To help determine if a business partnership is right for you, take a look good at all of the advantages and disadvantages:
Advantages of Partnerships:
Capital – In theory the more business partners you have, the more money you should be able to raise to start the business. More money means more flexibility and more potential in the development and growth of your business. Shared Responsibility – Business partners can share responsibility when managing and running a business. This allows partners to focus on their strengths rather than struggling with a part of the business they are not well suited for. Decision Making – When it comes time to make decisions, more people can come up with more ideas to solve problems and make better choices.Disadvantages of Partnership:
Being in a partnership isn’t always beneficial. There are some disadvantages to partnerships that you need to be aware of including the following:
Disagreements – Risks of disagreements is one of the most largest disadvantages of business partnership. People often have different ideas on how to run and manage their business. This can lead to disputes which could harm your business and the relationship between partners. Taxation – You need to think seriously about the tax implications of a partnership. I highly recommend that you talk to a professional tax advisor, or your accountant to better understand what business entity will work for you, and your partner(s). Profit Sharing – Since you are not the only person who owns the business, you will need to share profits with your partner(s). Figuring out how to distribute profits can be a difficult task, and you need to be very clear about how this will be handled. Will everyone get equal amounts of the profits? Will money be allocated based on ownership shares or each partners contribution to the success of the business?
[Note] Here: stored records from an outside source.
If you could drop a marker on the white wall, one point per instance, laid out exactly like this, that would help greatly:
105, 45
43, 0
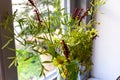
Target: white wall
107, 46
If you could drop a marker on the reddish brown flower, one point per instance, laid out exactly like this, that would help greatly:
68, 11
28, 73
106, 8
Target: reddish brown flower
65, 49
32, 3
37, 15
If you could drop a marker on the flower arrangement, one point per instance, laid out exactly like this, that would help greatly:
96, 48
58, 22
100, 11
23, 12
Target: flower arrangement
70, 50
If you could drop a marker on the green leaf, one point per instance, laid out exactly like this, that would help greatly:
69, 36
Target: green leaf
7, 43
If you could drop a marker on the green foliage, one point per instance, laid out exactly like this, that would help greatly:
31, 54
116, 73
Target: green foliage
42, 34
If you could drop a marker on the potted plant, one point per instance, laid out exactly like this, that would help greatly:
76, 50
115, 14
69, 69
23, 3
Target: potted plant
71, 51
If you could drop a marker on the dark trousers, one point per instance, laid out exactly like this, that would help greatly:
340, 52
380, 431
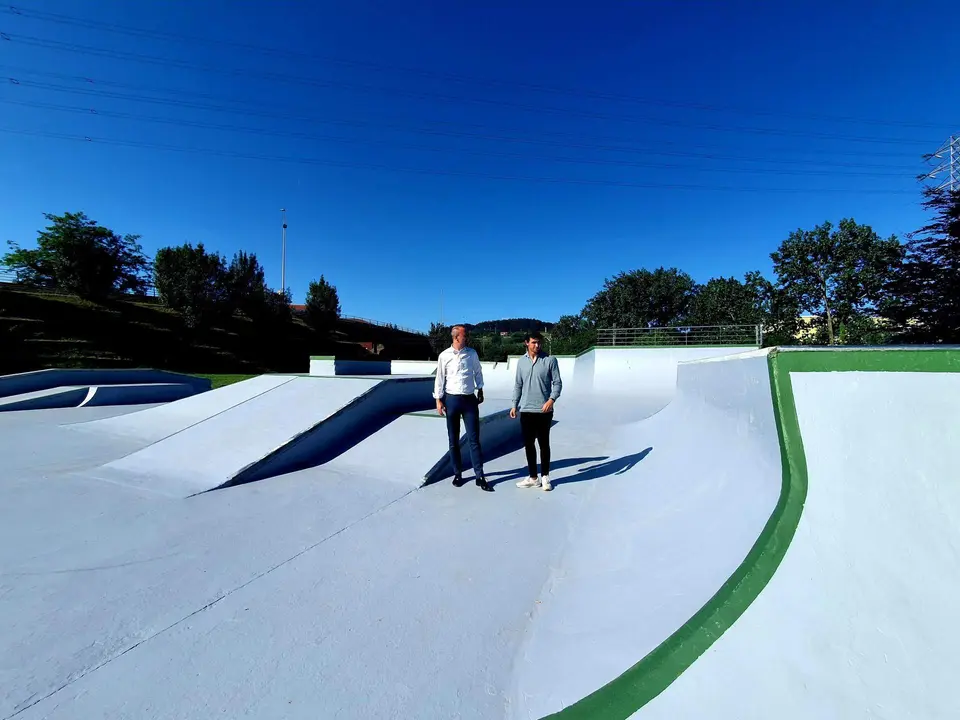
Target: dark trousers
536, 429
467, 407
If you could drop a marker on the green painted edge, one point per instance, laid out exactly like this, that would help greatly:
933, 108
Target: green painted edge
641, 683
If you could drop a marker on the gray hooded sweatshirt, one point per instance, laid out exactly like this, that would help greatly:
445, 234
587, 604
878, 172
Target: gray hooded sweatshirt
537, 381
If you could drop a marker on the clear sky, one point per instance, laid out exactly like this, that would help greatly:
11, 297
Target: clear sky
511, 155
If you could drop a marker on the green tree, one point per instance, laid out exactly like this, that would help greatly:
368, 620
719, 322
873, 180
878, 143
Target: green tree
726, 301
836, 274
923, 300
247, 285
777, 312
642, 298
78, 255
323, 304
571, 334
193, 282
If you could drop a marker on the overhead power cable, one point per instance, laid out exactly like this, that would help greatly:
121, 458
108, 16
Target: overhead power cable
439, 172
360, 123
93, 87
314, 82
858, 170
130, 31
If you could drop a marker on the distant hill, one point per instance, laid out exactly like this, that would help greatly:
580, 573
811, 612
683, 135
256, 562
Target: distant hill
509, 325
41, 330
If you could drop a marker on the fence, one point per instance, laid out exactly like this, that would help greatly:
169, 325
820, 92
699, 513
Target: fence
703, 335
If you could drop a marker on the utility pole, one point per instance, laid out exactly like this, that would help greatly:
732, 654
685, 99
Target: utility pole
949, 156
283, 251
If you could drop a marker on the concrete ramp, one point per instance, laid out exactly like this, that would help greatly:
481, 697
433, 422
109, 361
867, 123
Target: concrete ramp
157, 423
302, 422
413, 449
97, 396
659, 539
47, 379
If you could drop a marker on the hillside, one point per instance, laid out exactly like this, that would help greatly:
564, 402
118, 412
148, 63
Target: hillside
39, 331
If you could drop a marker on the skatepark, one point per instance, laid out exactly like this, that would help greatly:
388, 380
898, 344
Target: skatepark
733, 533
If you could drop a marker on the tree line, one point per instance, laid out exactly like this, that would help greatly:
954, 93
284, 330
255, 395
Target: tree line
78, 255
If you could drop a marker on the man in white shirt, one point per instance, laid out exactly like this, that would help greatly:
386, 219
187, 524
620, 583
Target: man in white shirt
459, 375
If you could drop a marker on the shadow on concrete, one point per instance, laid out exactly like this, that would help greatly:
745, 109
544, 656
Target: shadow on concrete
617, 466
496, 478
602, 467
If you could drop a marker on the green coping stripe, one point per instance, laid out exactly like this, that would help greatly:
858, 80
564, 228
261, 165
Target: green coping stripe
623, 696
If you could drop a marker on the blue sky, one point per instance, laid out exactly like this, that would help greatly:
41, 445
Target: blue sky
509, 155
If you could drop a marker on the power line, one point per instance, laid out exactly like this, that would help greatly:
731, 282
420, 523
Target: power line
92, 89
864, 170
313, 82
438, 172
131, 31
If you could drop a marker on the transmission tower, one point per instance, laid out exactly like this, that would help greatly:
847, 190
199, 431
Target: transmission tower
948, 159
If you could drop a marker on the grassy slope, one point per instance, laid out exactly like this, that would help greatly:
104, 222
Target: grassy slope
39, 331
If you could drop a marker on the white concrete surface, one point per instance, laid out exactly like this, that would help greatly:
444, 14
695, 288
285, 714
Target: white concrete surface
859, 620
341, 590
157, 423
691, 489
239, 440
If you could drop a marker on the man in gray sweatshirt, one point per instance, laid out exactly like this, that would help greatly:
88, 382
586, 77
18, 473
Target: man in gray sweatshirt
536, 388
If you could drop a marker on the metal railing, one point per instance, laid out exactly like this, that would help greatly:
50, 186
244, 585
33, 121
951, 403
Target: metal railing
696, 335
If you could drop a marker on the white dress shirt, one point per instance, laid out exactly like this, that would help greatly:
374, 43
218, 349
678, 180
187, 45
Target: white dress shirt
458, 373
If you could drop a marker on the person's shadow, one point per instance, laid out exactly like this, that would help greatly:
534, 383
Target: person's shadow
602, 467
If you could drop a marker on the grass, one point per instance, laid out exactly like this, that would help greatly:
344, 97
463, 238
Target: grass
42, 331
217, 381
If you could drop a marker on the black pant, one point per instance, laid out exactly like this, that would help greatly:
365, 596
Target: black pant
536, 429
467, 407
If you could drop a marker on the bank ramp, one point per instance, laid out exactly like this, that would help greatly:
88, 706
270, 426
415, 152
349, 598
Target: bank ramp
298, 422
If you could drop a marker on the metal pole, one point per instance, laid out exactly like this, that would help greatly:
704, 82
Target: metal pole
283, 251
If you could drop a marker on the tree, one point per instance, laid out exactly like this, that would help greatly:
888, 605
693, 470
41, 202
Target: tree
247, 285
323, 304
778, 313
571, 334
76, 254
726, 301
924, 299
642, 298
193, 282
836, 275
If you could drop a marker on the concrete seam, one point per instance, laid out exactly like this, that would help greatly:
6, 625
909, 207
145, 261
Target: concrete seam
209, 604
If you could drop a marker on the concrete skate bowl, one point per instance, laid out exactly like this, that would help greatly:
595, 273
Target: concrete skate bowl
271, 425
55, 388
686, 583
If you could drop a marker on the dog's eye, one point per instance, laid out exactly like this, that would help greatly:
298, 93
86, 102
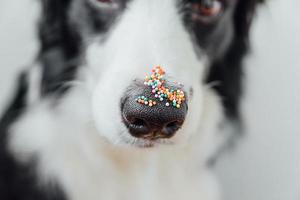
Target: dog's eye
104, 1
207, 10
106, 4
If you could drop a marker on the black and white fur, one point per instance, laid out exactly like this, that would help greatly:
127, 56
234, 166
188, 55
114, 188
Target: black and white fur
62, 136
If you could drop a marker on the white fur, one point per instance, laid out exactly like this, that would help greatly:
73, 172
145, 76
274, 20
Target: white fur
75, 140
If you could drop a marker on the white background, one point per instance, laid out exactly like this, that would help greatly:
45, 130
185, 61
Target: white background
266, 163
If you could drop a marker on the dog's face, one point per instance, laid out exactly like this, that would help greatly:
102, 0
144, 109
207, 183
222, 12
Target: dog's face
122, 40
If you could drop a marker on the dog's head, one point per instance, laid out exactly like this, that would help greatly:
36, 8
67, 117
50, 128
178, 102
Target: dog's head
197, 42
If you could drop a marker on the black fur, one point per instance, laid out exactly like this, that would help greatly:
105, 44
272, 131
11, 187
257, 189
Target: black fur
227, 71
60, 55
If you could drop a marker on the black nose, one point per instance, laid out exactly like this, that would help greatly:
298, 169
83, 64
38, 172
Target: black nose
159, 121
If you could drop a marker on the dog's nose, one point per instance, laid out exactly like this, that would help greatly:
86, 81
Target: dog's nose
159, 121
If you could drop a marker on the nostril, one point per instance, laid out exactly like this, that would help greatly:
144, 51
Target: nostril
172, 127
137, 126
138, 122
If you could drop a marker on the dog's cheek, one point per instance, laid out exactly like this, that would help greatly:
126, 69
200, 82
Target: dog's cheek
106, 109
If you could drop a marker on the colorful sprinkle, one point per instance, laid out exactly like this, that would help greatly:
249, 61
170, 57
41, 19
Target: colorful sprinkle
156, 83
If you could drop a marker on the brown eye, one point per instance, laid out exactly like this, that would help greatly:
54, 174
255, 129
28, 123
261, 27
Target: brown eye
106, 4
207, 9
105, 1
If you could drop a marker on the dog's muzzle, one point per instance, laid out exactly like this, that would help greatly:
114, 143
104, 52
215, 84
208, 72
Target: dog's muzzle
150, 122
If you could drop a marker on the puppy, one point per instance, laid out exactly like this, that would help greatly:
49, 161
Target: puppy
75, 131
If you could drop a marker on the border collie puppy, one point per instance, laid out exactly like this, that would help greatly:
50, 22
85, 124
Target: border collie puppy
74, 130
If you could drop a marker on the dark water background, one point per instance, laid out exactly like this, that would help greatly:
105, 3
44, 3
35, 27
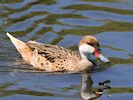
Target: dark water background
64, 22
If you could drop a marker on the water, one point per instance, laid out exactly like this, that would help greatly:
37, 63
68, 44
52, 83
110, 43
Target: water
64, 22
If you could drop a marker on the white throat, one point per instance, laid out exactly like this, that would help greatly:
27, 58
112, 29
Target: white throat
85, 50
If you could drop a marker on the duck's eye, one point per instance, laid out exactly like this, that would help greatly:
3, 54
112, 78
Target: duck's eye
91, 44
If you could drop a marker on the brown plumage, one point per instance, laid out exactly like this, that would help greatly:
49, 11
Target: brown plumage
51, 58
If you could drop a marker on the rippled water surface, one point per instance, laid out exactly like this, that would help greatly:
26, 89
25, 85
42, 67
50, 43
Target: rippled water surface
64, 22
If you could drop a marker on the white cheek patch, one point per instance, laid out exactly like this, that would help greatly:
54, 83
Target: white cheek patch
86, 48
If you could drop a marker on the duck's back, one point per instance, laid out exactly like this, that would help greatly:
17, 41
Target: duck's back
53, 58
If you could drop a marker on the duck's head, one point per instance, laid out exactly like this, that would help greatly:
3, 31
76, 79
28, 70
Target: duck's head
89, 45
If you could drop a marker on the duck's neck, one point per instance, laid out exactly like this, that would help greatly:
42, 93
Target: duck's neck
84, 56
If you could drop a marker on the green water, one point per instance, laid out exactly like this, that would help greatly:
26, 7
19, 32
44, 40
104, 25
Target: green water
64, 22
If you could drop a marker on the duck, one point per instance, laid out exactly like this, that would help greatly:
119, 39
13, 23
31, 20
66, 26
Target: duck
53, 58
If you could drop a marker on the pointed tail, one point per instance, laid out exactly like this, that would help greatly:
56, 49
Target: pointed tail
22, 47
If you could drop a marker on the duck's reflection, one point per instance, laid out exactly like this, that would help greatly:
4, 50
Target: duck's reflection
86, 88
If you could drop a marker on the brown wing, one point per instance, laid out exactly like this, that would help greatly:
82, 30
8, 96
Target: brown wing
51, 52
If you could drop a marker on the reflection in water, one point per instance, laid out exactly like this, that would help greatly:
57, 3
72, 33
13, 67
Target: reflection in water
86, 87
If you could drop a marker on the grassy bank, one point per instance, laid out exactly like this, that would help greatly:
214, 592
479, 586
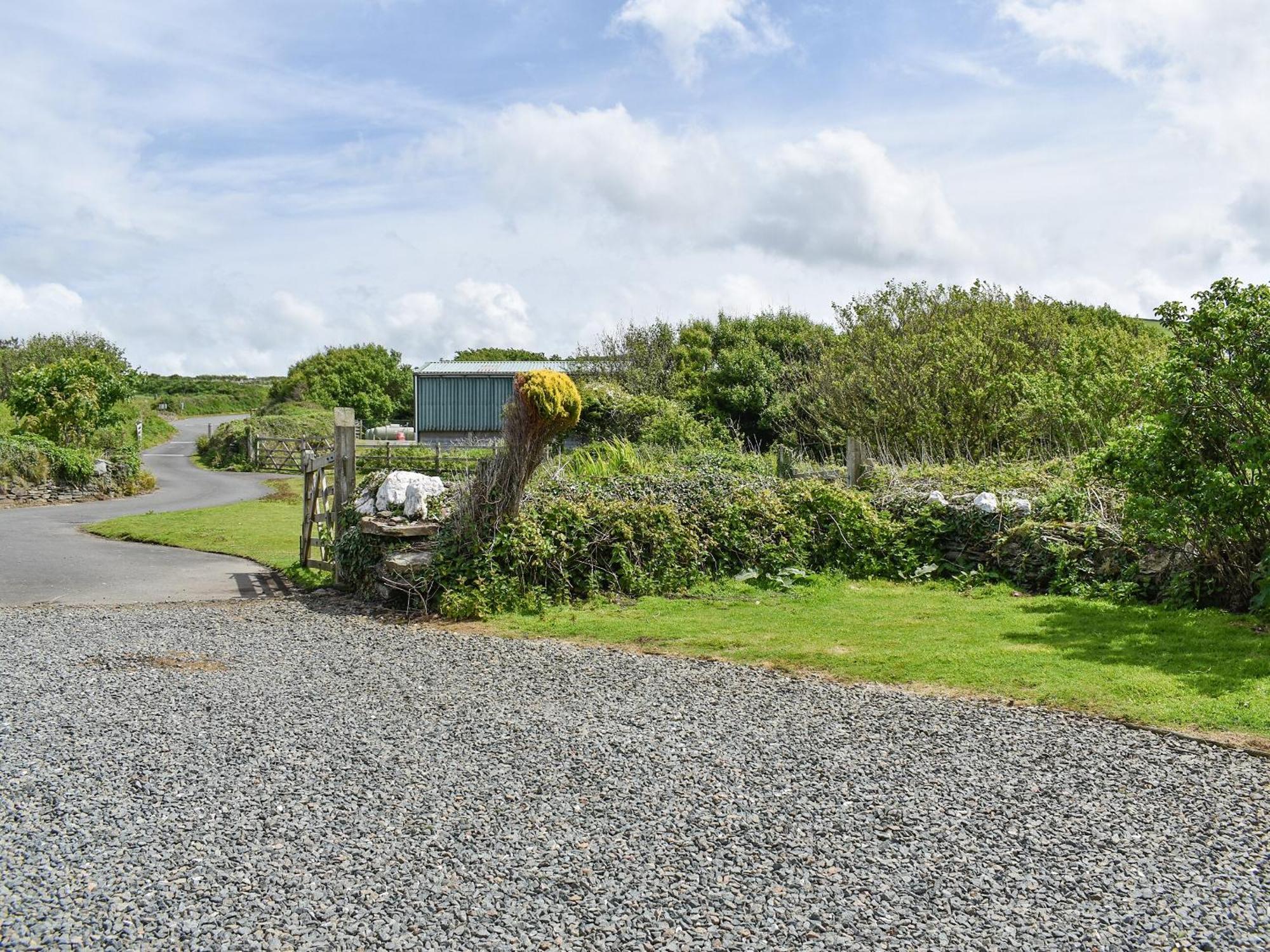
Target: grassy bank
1188, 671
266, 531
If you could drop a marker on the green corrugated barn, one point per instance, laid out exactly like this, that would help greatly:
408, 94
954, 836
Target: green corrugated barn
458, 399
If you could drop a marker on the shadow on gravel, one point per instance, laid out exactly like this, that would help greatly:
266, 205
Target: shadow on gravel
262, 586
1170, 642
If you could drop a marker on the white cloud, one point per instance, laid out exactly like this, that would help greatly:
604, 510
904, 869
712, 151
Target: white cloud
838, 197
684, 27
1205, 63
834, 199
735, 295
478, 314
43, 309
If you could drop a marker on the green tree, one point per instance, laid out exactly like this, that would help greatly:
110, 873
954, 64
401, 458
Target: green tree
41, 350
1198, 470
737, 371
70, 399
368, 378
501, 354
952, 374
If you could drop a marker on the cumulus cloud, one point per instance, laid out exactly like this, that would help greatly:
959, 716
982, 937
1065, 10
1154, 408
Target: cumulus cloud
477, 314
834, 199
685, 27
43, 309
1252, 211
1203, 63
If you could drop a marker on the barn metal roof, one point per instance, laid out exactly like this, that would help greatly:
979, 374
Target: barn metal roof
488, 369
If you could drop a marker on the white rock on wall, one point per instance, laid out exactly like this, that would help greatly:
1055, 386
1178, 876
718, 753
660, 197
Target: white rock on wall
396, 487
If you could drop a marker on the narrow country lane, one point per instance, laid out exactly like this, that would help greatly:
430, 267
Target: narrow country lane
45, 558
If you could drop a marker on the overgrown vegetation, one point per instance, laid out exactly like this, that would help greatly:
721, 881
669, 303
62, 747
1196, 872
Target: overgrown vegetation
228, 446
1198, 470
205, 395
370, 379
943, 374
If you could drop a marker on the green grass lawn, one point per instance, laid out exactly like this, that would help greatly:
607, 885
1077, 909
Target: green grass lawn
266, 531
1191, 671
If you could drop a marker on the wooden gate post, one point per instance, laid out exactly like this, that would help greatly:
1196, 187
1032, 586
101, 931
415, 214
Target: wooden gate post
346, 470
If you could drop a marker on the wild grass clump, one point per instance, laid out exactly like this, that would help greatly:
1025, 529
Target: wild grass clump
544, 407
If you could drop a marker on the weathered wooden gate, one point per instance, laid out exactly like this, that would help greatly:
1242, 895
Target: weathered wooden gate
330, 479
285, 454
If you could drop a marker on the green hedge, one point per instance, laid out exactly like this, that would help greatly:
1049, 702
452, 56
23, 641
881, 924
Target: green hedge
664, 534
32, 460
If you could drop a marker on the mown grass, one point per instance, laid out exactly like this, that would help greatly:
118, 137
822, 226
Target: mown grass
1189, 671
266, 531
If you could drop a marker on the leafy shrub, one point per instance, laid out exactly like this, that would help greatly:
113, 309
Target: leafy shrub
31, 460
647, 535
228, 449
70, 399
1198, 472
609, 413
368, 378
740, 373
205, 395
948, 374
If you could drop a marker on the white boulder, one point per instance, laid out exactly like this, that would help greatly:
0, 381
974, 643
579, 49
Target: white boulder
396, 492
986, 503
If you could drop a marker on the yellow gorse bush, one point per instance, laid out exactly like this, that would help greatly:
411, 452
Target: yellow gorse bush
553, 397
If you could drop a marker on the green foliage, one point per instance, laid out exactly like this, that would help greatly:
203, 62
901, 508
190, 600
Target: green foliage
949, 373
620, 458
206, 395
43, 350
227, 449
737, 371
612, 413
370, 379
31, 460
553, 397
648, 535
501, 354
1198, 472
70, 399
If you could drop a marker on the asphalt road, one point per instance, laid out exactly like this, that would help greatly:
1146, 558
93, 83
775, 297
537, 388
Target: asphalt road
45, 557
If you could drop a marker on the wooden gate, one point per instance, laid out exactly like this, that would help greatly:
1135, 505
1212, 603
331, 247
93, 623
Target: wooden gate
286, 454
330, 480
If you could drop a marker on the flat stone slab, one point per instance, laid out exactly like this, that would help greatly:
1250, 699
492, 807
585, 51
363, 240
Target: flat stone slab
408, 530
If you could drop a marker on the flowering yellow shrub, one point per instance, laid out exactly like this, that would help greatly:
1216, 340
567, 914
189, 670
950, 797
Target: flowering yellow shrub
553, 397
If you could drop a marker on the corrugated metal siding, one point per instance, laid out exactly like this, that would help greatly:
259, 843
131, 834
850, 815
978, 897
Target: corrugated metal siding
460, 404
492, 367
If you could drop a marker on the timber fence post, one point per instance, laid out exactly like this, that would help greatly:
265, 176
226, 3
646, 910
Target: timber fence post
346, 473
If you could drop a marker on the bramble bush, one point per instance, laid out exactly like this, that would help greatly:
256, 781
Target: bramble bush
1198, 472
651, 535
946, 374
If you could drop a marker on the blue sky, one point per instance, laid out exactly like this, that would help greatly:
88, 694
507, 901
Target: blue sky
227, 186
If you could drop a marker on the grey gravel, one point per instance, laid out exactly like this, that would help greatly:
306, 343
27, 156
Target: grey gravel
337, 783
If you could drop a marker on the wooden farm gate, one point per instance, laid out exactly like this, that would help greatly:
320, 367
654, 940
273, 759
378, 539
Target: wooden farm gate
330, 480
286, 454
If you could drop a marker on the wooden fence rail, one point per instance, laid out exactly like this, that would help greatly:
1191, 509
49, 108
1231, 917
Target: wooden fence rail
285, 454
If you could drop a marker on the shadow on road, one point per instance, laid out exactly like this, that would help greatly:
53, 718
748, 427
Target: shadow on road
262, 585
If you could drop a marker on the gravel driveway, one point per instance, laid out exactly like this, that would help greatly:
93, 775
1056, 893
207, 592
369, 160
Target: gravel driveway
303, 779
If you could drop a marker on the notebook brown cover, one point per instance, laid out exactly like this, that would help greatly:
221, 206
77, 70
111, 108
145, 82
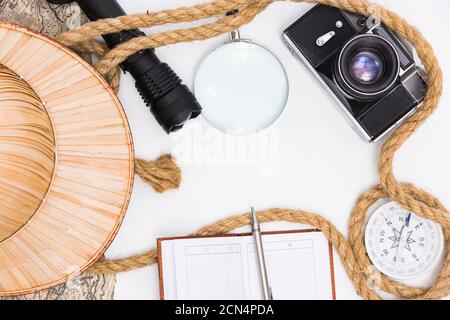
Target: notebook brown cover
160, 240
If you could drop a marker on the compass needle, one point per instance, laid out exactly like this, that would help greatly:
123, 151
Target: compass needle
400, 244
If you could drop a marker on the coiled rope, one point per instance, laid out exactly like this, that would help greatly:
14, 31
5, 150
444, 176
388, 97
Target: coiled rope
351, 251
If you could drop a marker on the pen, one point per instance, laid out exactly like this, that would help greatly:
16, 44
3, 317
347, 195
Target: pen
256, 231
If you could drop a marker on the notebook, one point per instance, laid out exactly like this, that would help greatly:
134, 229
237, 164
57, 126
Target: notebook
299, 266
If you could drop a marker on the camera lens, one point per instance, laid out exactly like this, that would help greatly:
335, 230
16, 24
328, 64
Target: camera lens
367, 67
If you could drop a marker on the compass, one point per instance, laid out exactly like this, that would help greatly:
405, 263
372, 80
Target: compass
401, 244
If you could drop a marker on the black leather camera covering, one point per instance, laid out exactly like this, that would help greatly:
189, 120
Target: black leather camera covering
317, 22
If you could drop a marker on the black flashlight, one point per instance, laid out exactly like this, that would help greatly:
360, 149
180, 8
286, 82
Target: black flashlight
170, 101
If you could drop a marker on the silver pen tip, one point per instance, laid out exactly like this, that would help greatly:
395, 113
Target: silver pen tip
254, 217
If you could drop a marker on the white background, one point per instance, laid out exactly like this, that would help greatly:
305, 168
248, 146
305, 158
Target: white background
317, 163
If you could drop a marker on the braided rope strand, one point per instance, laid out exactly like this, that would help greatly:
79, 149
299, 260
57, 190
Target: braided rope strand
352, 251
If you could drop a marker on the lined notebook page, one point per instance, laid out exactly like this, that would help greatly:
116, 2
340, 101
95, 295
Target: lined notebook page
299, 266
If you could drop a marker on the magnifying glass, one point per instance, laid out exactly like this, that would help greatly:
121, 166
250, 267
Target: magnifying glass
242, 87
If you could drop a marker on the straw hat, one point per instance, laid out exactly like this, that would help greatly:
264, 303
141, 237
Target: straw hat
66, 163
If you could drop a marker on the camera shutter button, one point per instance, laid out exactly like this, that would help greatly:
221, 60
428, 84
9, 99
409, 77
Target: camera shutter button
325, 38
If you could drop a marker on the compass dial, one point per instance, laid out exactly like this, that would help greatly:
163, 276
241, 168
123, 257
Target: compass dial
400, 244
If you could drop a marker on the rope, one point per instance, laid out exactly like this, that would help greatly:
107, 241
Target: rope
352, 251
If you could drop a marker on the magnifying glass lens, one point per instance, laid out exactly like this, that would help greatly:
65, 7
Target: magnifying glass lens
242, 87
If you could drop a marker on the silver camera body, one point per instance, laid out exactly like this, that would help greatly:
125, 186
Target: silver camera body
370, 72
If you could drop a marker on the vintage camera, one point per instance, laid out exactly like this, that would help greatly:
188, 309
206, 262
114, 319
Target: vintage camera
369, 71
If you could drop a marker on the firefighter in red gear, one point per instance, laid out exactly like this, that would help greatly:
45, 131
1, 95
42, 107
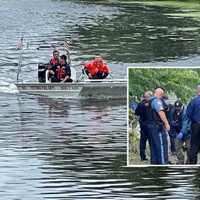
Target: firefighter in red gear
55, 60
97, 69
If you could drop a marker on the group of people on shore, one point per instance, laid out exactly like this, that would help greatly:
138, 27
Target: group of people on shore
162, 123
59, 69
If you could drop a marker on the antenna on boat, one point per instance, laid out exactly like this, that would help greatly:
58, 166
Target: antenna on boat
20, 48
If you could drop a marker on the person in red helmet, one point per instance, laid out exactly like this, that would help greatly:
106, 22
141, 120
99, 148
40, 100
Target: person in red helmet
55, 60
97, 69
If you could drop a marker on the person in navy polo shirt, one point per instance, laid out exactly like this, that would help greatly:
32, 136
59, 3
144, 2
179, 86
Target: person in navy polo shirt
158, 128
193, 113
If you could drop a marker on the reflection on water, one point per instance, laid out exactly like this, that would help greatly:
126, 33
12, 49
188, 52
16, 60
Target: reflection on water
78, 153
57, 149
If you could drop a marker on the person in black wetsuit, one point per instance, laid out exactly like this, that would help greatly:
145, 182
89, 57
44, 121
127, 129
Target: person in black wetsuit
63, 71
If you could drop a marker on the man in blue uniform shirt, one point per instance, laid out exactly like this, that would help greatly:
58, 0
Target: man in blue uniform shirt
158, 129
142, 111
193, 113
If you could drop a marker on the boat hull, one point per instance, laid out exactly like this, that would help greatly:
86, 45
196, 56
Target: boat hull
86, 89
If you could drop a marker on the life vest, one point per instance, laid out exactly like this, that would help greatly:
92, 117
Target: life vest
103, 68
91, 68
54, 61
60, 73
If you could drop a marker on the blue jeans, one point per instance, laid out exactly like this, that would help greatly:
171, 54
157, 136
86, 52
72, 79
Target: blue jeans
158, 144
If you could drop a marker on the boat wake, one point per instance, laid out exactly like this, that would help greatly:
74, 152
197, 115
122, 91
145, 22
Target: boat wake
9, 88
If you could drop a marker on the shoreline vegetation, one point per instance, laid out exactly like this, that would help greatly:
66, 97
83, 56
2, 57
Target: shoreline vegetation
179, 83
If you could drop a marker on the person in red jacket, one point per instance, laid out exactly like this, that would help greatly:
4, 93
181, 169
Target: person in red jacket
97, 69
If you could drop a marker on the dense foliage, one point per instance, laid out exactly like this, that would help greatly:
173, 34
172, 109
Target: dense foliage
181, 82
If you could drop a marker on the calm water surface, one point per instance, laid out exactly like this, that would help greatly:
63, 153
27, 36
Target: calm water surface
57, 149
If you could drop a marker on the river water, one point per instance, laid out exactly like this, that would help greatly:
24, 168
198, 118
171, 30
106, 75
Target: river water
58, 149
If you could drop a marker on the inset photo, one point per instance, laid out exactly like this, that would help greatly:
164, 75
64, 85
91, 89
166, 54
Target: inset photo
163, 116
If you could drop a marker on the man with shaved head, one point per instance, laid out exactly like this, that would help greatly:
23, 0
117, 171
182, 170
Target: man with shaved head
142, 111
158, 128
193, 113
Choosing a business partner:
Executive Coach, Bob Moore of Vistage International, suggests the following to anyone looking to team up with a partner in business:
– Define your core values!
The more you understand about how you want to do business, the better suited you are to decide if a new partner will be a good fit or not.
Are they interested in building long term value or short term profits? Do they agree to fully disclose all of their dealings with other people? Do they share your values when it comes to ethics and integrity?
– Do background and reference checks!
Even if it is a family member, or a close friend. Better to be safe than sorry!
Where have they worked, what did they do, who did they work with, and what does their previous boss have to say about them. You can never know enough, and the more research you do, the more likely you are to discover any issues BEFORE you start a business partnership
– Get professional advice on how to set up a partnership agreement
It might be more expensive to have a professional and well established law firm help you with your Partnership agreement, but it will save you time and money down the road in the case of any disagreements. Clearly defined clauses for how to contribute money, make decisions, what kind of business you want to be in, how to shut down the business, and ownership percentages will be tremendously helpful if you ever find yourself in a disagreement.
– Outline a business plan
You don’t need a 500 page document to help you and your partners understand how you will work together to achieve the goals of the company, but you do need something. A simple business plan serves as a guideline for how you operate and what projects you want to take on. If you are in the software business, and your partner suddenly decides that he or she wants to be in the business of growing organic vegetables, you could be in for a big surprise.
The more clarity that you can provide before you start, the easier it will be down the road whether you have success of problems.
Trust your instincts and speak up if things are not going the way you want them to.
Do you have experience from a business partnership? What did you learn that you would like to share?